As anyone knows who has read Alan Turing's paper describing the Turing Machine (On Computable Numbers, With an Application to the Entscheidungsproblem), the syntax he uses is vastly different from that of modern languages (and closer to the densely symbolic mathematical writing of the time). This is not very surprising, since he wrote the paper about a decade before the first working electronic computer was finished and several decades before the first compiler was written. More interestingly, though, is the fact that the paradigm Turing uses seems pretty foreign as well. I would expect it to be procedural, but in fact it's what I would call "state-based": he describes a finite set of possible states in which the machine might find itself, and, given a particular state and an input value, he describes what actions the machine should take. In essence, then, the Turing machine is a finite state machine that has access to an infinite strip of rewritable memory locations. Since Turing proves that this machine is functionally equivalent to any other sufficiently powerful mechanical computational device, we can see that his state-based programming language can implement all the algorithms that other languages can implement.
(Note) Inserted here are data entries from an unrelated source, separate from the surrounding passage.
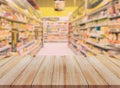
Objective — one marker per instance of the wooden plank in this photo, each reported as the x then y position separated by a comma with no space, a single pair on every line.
44,77
3,61
27,77
74,76
88,71
110,65
9,78
8,66
114,60
107,75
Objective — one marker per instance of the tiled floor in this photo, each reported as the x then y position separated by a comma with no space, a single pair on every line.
58,49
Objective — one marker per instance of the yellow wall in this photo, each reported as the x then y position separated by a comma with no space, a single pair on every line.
49,11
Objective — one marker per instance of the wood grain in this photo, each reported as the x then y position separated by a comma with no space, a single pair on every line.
100,71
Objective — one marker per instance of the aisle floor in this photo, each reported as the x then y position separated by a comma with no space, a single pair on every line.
58,49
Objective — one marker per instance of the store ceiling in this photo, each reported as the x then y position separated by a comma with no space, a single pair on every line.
50,3
47,7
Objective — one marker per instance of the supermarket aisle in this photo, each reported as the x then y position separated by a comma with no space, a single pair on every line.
55,49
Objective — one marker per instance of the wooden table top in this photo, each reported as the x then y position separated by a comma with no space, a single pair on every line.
60,72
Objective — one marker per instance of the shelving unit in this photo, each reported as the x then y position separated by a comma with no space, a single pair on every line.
98,31
18,32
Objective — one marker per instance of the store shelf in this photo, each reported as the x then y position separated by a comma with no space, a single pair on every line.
99,46
26,45
5,48
89,49
12,20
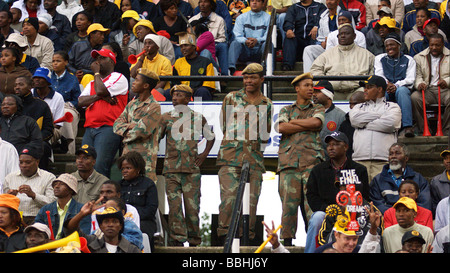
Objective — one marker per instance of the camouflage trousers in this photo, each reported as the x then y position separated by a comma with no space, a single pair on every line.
229,178
292,190
184,189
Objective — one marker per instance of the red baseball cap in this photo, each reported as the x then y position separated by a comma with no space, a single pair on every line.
103,52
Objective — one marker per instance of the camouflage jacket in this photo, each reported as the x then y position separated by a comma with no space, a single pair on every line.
302,148
138,125
183,129
246,129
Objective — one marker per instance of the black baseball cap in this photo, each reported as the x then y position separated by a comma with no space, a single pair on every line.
375,80
87,150
338,136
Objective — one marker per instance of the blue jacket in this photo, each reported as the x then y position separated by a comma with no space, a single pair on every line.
74,208
302,19
384,191
67,86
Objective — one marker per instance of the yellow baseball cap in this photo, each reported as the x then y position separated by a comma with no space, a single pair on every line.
407,202
97,27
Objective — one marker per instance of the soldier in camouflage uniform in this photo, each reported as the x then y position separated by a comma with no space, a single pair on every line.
183,129
139,122
300,150
246,122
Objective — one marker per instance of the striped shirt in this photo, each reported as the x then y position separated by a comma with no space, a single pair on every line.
41,185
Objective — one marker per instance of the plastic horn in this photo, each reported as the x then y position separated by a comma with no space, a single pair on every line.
68,117
132,59
53,245
426,130
52,236
439,124
261,247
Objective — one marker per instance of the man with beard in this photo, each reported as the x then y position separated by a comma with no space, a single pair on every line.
384,187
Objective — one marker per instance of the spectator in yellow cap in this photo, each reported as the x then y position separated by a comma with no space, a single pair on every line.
141,30
405,212
80,59
12,236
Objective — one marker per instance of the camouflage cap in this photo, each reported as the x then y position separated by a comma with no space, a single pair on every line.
182,88
302,77
253,68
148,73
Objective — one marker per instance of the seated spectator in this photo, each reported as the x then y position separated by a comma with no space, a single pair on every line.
384,188
123,30
217,26
376,37
60,22
39,46
69,8
409,188
29,8
441,243
405,212
138,126
37,234
80,58
429,82
193,65
18,41
440,184
171,22
16,23
32,185
417,32
147,9
18,129
441,215
345,17
5,25
328,23
104,99
40,112
10,69
64,188
66,84
410,16
46,30
430,27
378,118
299,35
399,70
111,223
336,60
12,235
140,30
9,160
153,61
82,22
89,180
358,11
373,7
249,43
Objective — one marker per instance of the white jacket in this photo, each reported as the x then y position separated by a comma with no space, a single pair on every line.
376,125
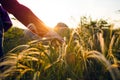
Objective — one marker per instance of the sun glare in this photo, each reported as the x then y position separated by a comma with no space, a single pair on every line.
53,11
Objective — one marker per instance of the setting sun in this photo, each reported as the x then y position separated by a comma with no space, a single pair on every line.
53,11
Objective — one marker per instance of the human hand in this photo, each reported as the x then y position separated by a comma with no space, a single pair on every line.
49,35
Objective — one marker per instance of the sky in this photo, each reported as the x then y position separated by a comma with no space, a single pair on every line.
69,11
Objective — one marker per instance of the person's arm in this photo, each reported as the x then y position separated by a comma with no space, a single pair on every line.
24,15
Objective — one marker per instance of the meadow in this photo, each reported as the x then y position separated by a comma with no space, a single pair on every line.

As far as I know, however, there is no modern programming language that actually uses this paradigm. I suppose this is probably because it's a bit of a pain to wrap one's head around, and because it doesn't provide a very natural way of thinking about most algorithms, but I'd still be surprised if no one has at least tried something like this. And there may be some applications for which such a language would work extremely well. For instance, a processor can be represented quite directly as Turing's "universal" machine, which takes as input a coded representation of another machine and then performs the work that machine would perform; so might it be possible to design new processors by "compiling" something akin to Turing's language into a circuit layout for an FPGA? (True, the compiler might not come up with the optimal layout, and this approach might be too abstract to fully characterize the details of chip design, but this is just an example of something I think might work.)
So, my question is: does anyone know of any modern programming languages based on the original Turing machine language, or any languages that use a paradigm akin to this "state-based" paradigm?